Question 104B.08. Another ransomware attack, but this one involving only a small ransomware payment. According to Corp Fin, the size of the payment is not, by itself, determinative as to whether the cybersecurity incident is material. The registrant will need to apply the usual standard—“if there is a substantial likelihood that a reasonable shareholder would consider it important in making an investment decision, or if it would have significantly altered the total mix of information made available”— for assessing the materiality of the incident, and the size of the ransomware payment is only one of the facts and circumstances that should be considered. In addition, Corp Fin highlights that, in adopting the rules, the SEC “declined ‘to use a quantifiable trigger for Item 1.05 because some cybersecurity incidents may be material yet not cross a particular financial threshold.’” In the adopting release, the SEC stated that the “material impact of an incident may encompass a range of harms, some quantitative and others qualitative. A lack of quantifiable harm does not necessarily mean an incident is not material. For example, an incident that results in significant reputational harm to a registrant . . . may not cross a particular quantitative threshold, but it should nonetheless be reported if the reputational harm is material.”

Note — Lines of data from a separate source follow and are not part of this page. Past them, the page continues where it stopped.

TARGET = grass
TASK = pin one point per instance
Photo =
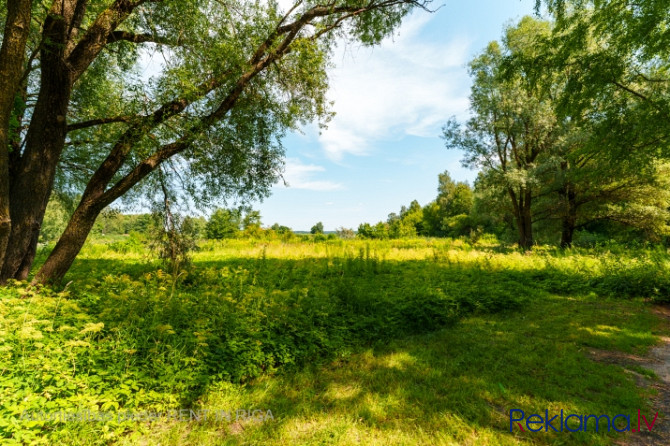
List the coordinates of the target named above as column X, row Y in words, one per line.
column 454, row 386
column 403, row 342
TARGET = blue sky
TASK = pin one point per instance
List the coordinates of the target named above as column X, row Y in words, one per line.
column 382, row 149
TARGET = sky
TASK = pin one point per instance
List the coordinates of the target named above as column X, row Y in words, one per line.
column 383, row 148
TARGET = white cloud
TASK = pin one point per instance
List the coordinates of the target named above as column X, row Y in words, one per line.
column 406, row 86
column 301, row 176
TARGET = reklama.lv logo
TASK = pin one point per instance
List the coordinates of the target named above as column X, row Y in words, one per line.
column 577, row 423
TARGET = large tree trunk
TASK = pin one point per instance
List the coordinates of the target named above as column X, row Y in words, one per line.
column 524, row 219
column 12, row 55
column 69, row 244
column 569, row 221
column 31, row 188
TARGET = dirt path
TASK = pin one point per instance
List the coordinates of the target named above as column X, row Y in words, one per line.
column 657, row 360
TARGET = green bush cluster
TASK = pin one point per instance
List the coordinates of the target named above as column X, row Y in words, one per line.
column 142, row 339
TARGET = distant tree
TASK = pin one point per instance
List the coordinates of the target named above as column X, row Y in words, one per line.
column 280, row 229
column 454, row 205
column 55, row 220
column 345, row 233
column 365, row 231
column 317, row 228
column 512, row 127
column 224, row 223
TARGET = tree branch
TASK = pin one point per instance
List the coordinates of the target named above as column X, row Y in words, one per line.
column 116, row 36
column 99, row 121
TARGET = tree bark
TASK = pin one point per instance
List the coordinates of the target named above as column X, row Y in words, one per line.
column 523, row 217
column 12, row 56
column 569, row 221
column 70, row 243
column 31, row 188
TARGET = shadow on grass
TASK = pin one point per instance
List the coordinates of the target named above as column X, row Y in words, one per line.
column 454, row 386
column 365, row 357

Question 104B.09. A series of cybersecurity incidents involving ransomware attacks over time, either by a single threat actor or by multiple threat actors, may be immaterial individually, but could be required to be disclosed, depending on the particular facts and circumstances. Corp Fin advises that the registrant should consider whether any of those incidents were related, and if so, determine whether those related incidents were, collectively, material. The definition of “cybersecurity incident” under Reg S-K Item 106(a) includes “a series of related unauthorized occurrences.” In the adopting release for Item 1.05, the SEC noted that
“when a company finds that it has been materially affected by what may appear as a series of related cyber intrusions, Item 1.05 may be triggered even if the material impact or reasonably likely material impact could be parceled among the multiple intrusions to render each by itself immaterial. One example was provided in the Proposing Release: the same malicious actor engages in a number of smaller but continuous cyberattacks related in time and form against the same company and collectively, they are either quantitatively or qualitatively material. Another example is a series of related attacks from multiple actors exploiting the same vulnerability and collectively impeding the company’s business materially.”